Камыши - Элигий Ставский
Шрифт:
Интервал:
Закладка:
Я смотрел, как выгружали кирпич, и вдруг справа, на углу холодильника, под скатом крыши заметил знакомую понурую фигуру Прохора. Я и до этого ощущал на себе чей-то взгляд. Выходит, и Прохор зачем-то был здесь. Согнувшись, опустив голову, он сидел на перевернутом деревянном ящике, курил и, мне показалось, посматривал то на меня, то на Симохина. Странно, что я не увидел его сразу. Неужели он следил за мной? Или не хотел нас оставлять с Симохиным вдвоем? Я уловил какую-то напряженность в его позе, в самом наклоне втянутой в плечи головы.
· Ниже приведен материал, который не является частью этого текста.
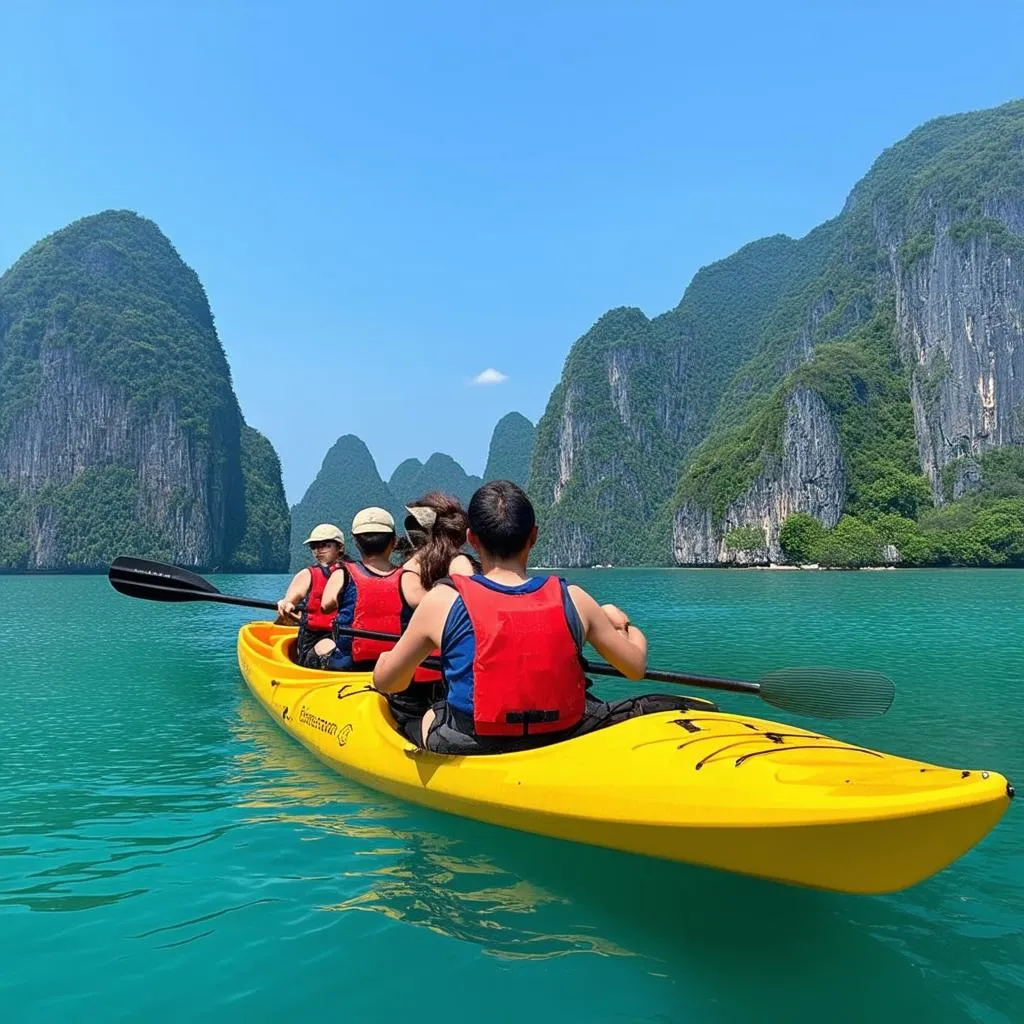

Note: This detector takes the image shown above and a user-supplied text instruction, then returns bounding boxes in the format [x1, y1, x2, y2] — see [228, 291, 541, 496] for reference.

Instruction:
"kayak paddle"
[108, 557, 896, 718]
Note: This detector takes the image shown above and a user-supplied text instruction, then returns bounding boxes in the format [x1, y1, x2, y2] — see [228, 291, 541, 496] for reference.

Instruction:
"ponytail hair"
[406, 490, 469, 590]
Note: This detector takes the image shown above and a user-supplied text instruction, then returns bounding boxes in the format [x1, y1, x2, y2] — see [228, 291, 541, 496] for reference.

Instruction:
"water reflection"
[234, 700, 633, 959]
[228, 688, 968, 1021]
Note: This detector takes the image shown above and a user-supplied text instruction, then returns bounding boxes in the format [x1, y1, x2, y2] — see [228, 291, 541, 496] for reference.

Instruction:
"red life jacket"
[338, 562, 401, 662]
[300, 562, 341, 633]
[452, 575, 587, 736]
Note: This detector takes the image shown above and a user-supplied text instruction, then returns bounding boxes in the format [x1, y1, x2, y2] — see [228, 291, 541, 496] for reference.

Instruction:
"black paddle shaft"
[108, 557, 896, 718]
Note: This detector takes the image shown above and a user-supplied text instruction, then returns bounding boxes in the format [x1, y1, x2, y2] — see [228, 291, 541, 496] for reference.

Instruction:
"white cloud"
[470, 367, 509, 384]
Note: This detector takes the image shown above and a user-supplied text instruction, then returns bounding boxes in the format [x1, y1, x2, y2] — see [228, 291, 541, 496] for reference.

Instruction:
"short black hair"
[352, 530, 395, 555]
[468, 480, 537, 558]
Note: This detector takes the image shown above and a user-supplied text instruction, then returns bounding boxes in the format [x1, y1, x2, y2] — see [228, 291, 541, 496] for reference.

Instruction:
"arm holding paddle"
[108, 556, 896, 718]
[568, 584, 647, 680]
[321, 569, 345, 614]
[278, 568, 310, 623]
[366, 587, 456, 693]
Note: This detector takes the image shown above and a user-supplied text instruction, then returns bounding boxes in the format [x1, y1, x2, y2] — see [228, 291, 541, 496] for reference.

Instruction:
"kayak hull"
[238, 623, 1012, 893]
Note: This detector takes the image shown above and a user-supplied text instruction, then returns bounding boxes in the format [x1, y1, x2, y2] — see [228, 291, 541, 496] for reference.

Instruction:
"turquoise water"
[0, 570, 1024, 1024]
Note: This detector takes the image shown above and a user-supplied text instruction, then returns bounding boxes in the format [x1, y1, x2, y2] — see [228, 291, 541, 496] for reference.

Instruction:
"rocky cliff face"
[528, 237, 823, 565]
[889, 197, 1024, 502]
[673, 388, 846, 565]
[0, 211, 285, 569]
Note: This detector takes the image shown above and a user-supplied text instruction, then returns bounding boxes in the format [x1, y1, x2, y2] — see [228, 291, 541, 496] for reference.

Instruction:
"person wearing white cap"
[372, 490, 476, 742]
[278, 522, 345, 669]
[316, 506, 401, 672]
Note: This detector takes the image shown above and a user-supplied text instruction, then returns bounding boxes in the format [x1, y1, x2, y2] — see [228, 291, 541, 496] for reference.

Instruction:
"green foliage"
[674, 102, 1024, 544]
[949, 217, 1024, 256]
[387, 459, 424, 505]
[227, 424, 291, 572]
[34, 466, 172, 571]
[0, 210, 238, 446]
[811, 515, 884, 568]
[942, 444, 1024, 501]
[388, 452, 483, 506]
[676, 388, 785, 519]
[778, 512, 825, 562]
[896, 231, 935, 270]
[527, 236, 831, 564]
[289, 434, 400, 571]
[483, 413, 536, 489]
[725, 526, 766, 551]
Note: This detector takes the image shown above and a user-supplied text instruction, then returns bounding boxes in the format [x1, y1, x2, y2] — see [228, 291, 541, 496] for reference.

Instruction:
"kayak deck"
[238, 623, 1013, 893]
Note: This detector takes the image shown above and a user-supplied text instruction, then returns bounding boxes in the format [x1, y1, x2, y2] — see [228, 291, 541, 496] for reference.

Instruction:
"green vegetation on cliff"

Он как будто чего-то ждал, готовый каждую секунду даже не подняться, а вскочить, броситься, преследовать. А может быть, когда я разговаривал с Камой, он тоже стоял где-нибудь в камыше, за спиной у меня? Ведь могло быть и так. И тут-то впервые ко мне пришла неожиданная в своей простоте и как будто все разъясняющая мысль: Прохор не без оснований заподозрил, что я приехал сюда ради Камы, а потому и решил выставить меня отсюда, чтобы оградить себя и дочь от случайного человека. Вот и все. И только-то. Отсюда и спекулянт. Остальное — моя фантазия, преувеличения. Впрочем, нет, едва ли только тревога за дочь могла объяснить поступки Прохора, особенно прошлые. У следствия почему-то все же были причины интересоваться именно им, а, скажем, не Симохиным, которого, как я понял, не трогали. Хотя и это удивительно, потому что Симохин после той ночи вернулся в поселок утром. Кому-то в прокуратуре да и потом на суде не так-то легко будет разобраться в этих тайнах подозреваемой и своенравной Ордынки, где все дома были распахнуты настежь и где преспокойно, как мусор, провалялась нетронутой довольно приличная сумма моих денег…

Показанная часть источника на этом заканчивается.